Sometimes all the pieces are there, but a film just doesn’t work for ya…

“Copshop” stars Frank Grillo as a mob fixer who gets locked in a jail alongside the hitman hired to kill him (Gerard Butler), as the pair and a rookie cop (Alexis Louder) must work together to survive an assault on the police station. Joe Carnahan directs a script he co-wrote.

I am a big fan of Frank Grillo, he has a decent B-movie screen presence and has turned in solid supporting roles in films like “Warrior” and “End of Watch,” and while I have no real opinion on Gerard Butler as an actor, I think he has made some decent films, including last year’s surprisingly good “Greenland.” I also have a love-hate relationship with director Joe Carnahan, so on paper this film should have at least in-part worked for me. Spoiler: it didn’t.

This is one of those films that knows exactly what it wants to do, but as commendable as that is, it was just never gelling for me. Outside the main trio characters are completely expendable and have zero true character traits or development, and while deep mythos and deep plots aren’t what you look for in an old-school shoot-em-up, it’s nice to have something to grasp onto as an audience member.

Grillo and Butler aren’t mailing it in, but they’ve both been better. In fact, they spend a majority of the film’s runtime spent locked up in jailcells. The real star of the show is Alexis Louder, who is likely only known for her supporting role in this year’s “The Tomorrow War.” Louder has a nice charisma about her, and while her work her isn’t enough to save the film as a whole, it is a nice calling card for her moving forward.

The action set pieces just never grab you, and a lot of the blood is clearly done in post. Again, the film is clearly going for that 90s/2000s B-movie feel, but it just feels more cheap than it does campy. For being pretty thinly written, the plot is needlessly convoluted (several plot points are introduced only to be abandoned or quickly resolved in the third reel), and this would’ve just worked better as a straight cat-and-mouse game between Grillo and Butler.

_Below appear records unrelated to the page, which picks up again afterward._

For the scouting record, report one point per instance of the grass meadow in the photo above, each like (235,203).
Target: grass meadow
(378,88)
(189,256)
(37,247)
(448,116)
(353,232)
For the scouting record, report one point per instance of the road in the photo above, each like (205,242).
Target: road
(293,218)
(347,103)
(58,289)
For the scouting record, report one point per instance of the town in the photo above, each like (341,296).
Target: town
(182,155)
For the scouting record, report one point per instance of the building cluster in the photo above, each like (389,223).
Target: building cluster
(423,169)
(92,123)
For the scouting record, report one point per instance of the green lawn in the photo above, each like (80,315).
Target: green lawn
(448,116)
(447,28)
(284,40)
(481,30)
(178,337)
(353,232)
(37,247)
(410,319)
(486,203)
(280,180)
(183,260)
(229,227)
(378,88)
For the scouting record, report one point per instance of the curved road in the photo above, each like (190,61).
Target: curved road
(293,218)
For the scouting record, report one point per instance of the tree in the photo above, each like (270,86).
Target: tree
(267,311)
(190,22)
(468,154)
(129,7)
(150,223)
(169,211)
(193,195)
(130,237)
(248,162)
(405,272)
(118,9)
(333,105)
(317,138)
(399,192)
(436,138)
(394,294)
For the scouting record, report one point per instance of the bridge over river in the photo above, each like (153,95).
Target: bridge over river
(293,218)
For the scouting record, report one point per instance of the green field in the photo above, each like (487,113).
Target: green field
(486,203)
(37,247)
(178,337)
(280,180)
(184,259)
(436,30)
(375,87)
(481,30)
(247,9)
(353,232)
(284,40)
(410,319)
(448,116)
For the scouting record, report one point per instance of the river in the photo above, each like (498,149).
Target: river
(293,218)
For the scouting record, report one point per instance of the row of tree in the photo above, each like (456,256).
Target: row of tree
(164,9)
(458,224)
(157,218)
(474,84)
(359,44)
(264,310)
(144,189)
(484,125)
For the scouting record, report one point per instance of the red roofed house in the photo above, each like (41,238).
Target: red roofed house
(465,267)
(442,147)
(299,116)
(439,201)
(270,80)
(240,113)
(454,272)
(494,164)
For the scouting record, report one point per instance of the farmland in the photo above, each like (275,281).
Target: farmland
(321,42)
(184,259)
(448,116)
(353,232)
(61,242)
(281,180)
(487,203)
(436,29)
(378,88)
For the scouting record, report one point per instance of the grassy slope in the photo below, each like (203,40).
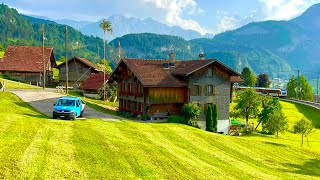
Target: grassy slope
(32,146)
(16,85)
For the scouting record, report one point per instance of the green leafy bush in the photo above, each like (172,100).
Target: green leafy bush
(177,119)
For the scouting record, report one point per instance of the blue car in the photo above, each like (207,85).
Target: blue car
(68,108)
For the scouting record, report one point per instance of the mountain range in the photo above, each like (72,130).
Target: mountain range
(274,47)
(122,25)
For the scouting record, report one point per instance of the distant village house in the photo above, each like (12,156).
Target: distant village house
(24,63)
(79,70)
(93,85)
(153,86)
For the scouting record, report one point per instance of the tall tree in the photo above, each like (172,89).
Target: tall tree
(249,78)
(269,105)
(292,88)
(303,91)
(106,27)
(105,66)
(215,118)
(248,103)
(303,127)
(263,81)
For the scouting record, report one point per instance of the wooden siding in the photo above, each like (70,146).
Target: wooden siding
(167,95)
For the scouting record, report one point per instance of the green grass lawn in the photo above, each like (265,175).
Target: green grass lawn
(16,85)
(34,147)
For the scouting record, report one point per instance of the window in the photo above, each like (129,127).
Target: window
(210,90)
(206,107)
(196,90)
(209,72)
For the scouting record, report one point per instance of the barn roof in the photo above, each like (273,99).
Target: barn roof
(84,61)
(94,82)
(26,59)
(152,73)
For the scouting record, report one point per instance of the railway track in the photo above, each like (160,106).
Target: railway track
(308,103)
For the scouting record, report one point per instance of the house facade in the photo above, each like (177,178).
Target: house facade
(151,86)
(93,84)
(79,70)
(24,63)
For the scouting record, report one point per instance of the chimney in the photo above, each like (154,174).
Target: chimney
(201,56)
(171,59)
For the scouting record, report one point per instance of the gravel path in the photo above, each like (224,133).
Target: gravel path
(43,101)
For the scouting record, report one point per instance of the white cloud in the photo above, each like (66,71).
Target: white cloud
(285,9)
(227,23)
(173,11)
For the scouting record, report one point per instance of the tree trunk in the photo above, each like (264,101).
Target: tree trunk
(258,125)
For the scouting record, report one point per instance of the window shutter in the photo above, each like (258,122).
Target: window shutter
(192,90)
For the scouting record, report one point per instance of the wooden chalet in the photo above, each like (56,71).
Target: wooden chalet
(154,86)
(79,70)
(24,63)
(91,86)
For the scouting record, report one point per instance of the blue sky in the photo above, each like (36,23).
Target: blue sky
(204,16)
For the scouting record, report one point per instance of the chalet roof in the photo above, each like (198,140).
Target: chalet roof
(26,59)
(151,73)
(94,82)
(83,61)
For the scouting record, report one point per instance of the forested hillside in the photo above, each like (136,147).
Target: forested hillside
(272,47)
(17,29)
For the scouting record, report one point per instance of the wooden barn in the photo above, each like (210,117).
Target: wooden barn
(91,86)
(155,86)
(79,70)
(24,63)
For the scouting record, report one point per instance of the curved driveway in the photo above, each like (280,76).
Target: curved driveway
(43,101)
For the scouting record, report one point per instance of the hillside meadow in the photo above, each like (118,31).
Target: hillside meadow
(33,146)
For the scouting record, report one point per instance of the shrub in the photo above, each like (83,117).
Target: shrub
(177,119)
(191,111)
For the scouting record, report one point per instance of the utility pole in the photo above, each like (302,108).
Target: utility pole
(67,68)
(43,62)
(298,91)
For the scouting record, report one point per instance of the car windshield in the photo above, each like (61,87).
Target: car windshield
(66,102)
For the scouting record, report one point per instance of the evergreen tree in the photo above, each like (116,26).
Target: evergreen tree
(248,77)
(276,123)
(291,88)
(247,104)
(209,119)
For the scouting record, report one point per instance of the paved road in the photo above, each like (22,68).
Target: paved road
(43,101)
(308,103)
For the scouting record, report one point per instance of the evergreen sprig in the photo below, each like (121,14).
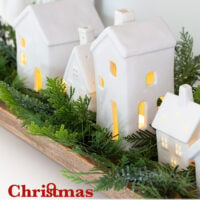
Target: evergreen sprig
(53,113)
(187,66)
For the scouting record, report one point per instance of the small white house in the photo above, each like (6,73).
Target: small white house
(177,125)
(134,66)
(80,69)
(47,33)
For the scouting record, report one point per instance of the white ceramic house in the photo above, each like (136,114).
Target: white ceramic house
(80,69)
(133,67)
(194,154)
(47,33)
(177,125)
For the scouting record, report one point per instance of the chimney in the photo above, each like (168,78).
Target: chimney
(86,35)
(123,16)
(185,94)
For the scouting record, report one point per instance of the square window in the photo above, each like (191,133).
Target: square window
(150,78)
(173,162)
(113,68)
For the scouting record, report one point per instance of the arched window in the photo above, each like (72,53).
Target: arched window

“Copshop” isn’t the kind of bad movie that makes you upset, just disappointed that it is never anywhere near as fun as it should be given all it has at its disposal. If you want a brainless time at the movies and have absolutely zero expectations, then sure, maybe toss this one a bone (it moves quick enough, all things considered). But all parties involved have done better work, and there are films out right now that are better uses of your time and money.